Let's look at the following statement:
[Cpp]

Void (* bar )();

Void (* bar )();
Similar to the declaration of arrays, this statement declares a pointer bar pointing to a function, which requires the return value to void and does not accept any parameters. This is a simple function pointer declaration.
Since a function can return a pointer, can a function return a pointer to the function? The answer is yes. You can see how flexible the pointer is. The contact may be a bit uncomfortable. Let's look at an example:
[Cpp]
Int (* foo (int) (double *, char );

Int (* foo (int) (double *, char );
Like the above explanation, we know that this statement declares a function foo, which accepts an int type parameter and returns a pointer to the function, the function to be pointed to has the following format: accept a double type pointer and a char type variable as the parameter, and return a value of the int type.
We can use typedef in C to simplify this statement:
[Cpp]
Typedef int (* ptf) (double *, char );
Ptf foo (int );

Typedef int (* ptf) (double *, char );
Ptf foo (int );

Note: typedef and # define are different. typedef creates an alias ptf for the "such" pointer, rather than simply replacing the macro.
Well, let's proceed with a more abnormal one. If the parameters and return values of a function are both function pointers, the declaration will be more complicated, for example:
[Cpp] view plaincopyprint?

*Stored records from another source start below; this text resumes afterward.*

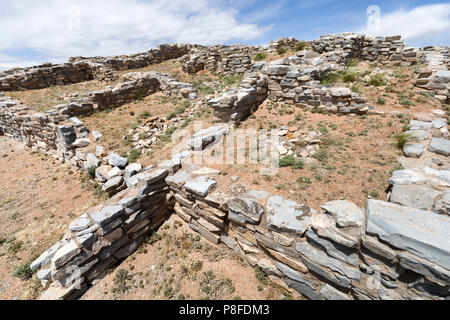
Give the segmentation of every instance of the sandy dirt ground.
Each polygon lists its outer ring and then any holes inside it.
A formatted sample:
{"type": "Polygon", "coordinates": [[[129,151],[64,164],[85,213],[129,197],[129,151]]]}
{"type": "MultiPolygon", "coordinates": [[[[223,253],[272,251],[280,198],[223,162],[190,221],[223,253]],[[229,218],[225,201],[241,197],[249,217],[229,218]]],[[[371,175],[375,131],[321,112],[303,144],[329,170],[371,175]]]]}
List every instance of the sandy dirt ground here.
{"type": "Polygon", "coordinates": [[[36,277],[13,274],[99,201],[81,188],[78,173],[52,160],[0,136],[0,299],[35,298],[36,277]]]}

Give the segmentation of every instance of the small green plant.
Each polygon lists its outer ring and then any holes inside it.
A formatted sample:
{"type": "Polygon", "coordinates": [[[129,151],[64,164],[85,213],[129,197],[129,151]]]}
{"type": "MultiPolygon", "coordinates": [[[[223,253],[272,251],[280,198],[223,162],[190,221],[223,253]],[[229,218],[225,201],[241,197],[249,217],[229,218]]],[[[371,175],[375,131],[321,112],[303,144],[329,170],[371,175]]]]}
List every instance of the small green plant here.
{"type": "Polygon", "coordinates": [[[314,153],[312,157],[316,160],[319,160],[322,163],[325,163],[328,160],[328,152],[326,150],[321,149],[316,153],[314,153]]]}
{"type": "Polygon", "coordinates": [[[286,52],[288,52],[288,49],[285,47],[281,47],[281,48],[278,48],[277,52],[279,55],[282,55],[282,54],[285,54],[286,52]]]}
{"type": "Polygon", "coordinates": [[[95,178],[95,170],[96,170],[96,168],[94,166],[90,166],[90,167],[87,168],[86,172],[87,172],[87,175],[88,175],[88,177],[90,179],[94,179],[95,178]]]}
{"type": "Polygon", "coordinates": [[[130,163],[135,162],[139,157],[141,156],[141,151],[136,149],[131,149],[129,155],[128,155],[128,161],[130,163]]]}
{"type": "Polygon", "coordinates": [[[386,99],[384,97],[379,97],[377,104],[379,105],[385,105],[386,104],[386,99]]]}
{"type": "Polygon", "coordinates": [[[301,170],[304,167],[305,167],[305,163],[302,160],[298,160],[292,165],[293,170],[301,170]]]}
{"type": "Polygon", "coordinates": [[[255,267],[255,278],[263,285],[269,284],[269,278],[267,275],[261,270],[259,266],[255,267]]]}
{"type": "Polygon", "coordinates": [[[295,51],[303,51],[306,49],[306,42],[305,41],[299,41],[295,45],[295,51]]]}
{"type": "Polygon", "coordinates": [[[356,59],[350,59],[347,62],[347,66],[352,68],[352,67],[356,67],[358,65],[358,60],[356,59]]]}
{"type": "Polygon", "coordinates": [[[144,111],[139,114],[138,119],[147,119],[150,118],[152,114],[149,111],[144,111]]]}
{"type": "Polygon", "coordinates": [[[128,291],[127,280],[130,280],[131,277],[128,274],[128,271],[125,269],[120,269],[117,271],[114,277],[114,286],[111,289],[112,293],[124,293],[128,291]]]}
{"type": "Polygon", "coordinates": [[[344,82],[355,82],[356,78],[359,76],[360,72],[357,70],[347,70],[342,75],[342,80],[344,82]]]}
{"type": "Polygon", "coordinates": [[[255,61],[263,61],[265,58],[267,58],[267,54],[265,54],[264,52],[260,52],[257,53],[253,59],[255,61]]]}
{"type": "Polygon", "coordinates": [[[354,93],[358,93],[358,94],[361,94],[361,93],[362,93],[361,88],[358,87],[356,84],[354,84],[350,89],[351,89],[352,92],[354,92],[354,93]]]}
{"type": "Polygon", "coordinates": [[[21,266],[14,268],[13,276],[22,280],[29,280],[33,276],[33,271],[30,268],[31,263],[24,263],[21,266]]]}
{"type": "Polygon", "coordinates": [[[386,84],[386,79],[382,74],[378,73],[370,77],[369,84],[375,87],[383,86],[386,84]]]}
{"type": "Polygon", "coordinates": [[[338,82],[340,78],[341,78],[341,75],[339,73],[330,72],[326,76],[322,77],[322,79],[320,79],[320,83],[321,84],[333,84],[333,83],[338,82]]]}
{"type": "Polygon", "coordinates": [[[285,156],[280,159],[280,168],[290,167],[295,164],[294,156],[285,156]]]}
{"type": "Polygon", "coordinates": [[[411,138],[411,135],[409,133],[399,133],[394,136],[395,140],[397,141],[397,147],[400,149],[403,149],[408,142],[408,139],[411,138]]]}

Void (* signal (int sig, void (* func) (int siga );

Void (* signal (int sig, void (* func) (int siga );
In fact, it is not difficult to analyze slowly. We can use typedef to simplify the process:
[Cpp]
Typedef void (* p_sig) (int );
P_sig signal (int sig, p_sig func );

Typedef void (* p_sig) (int );
P_sig signal (int sig, p_sig func );
The func parameter of the signal function is a function pointer that returns a function pointer, and the two pointers must point to the function in the same form (accept an int-type parameter, returns a null value ).
Call a function using a function pointer
An example is provided to illustrate the problem:
[Cpp]
# Include <stdio. h>
 
Void printMyName ();
 
Int main ()
{
Void (* f )();
F = printMyName;
F ();
F = & printMyName;
F ();
Return 0;
}
 
Void printMyName ()
{
Printf ("liushuaikobe \ n ");
}

# Include <stdio. h>

Void printMyName ();

Int main ()
{
Void (* f )();
F = printMyName;
F ();
F = & printMyName;
F ();
Return 0;
}

Void printMyName ()
{
Printf ("liushuaikobe \ n ");
}
Is it easy. Note that it is legal to use "& function name" and "function name" to initialize a function pointer, because the numbers in C will be converted to pointers to this function.
Pointers are a product of wisdom. Through function pointers, you can easily implement some advanced features such as polymorphism in object-oriented languages (such as Java interfaces and C ++ virtual functions ), it's really amazing.
For the great gods, these things may all be Pediatrics, but I have never used C very much. I am also very happy to understand these things.
Finally, I will give you a sentence:
Don't forget why you set out too far.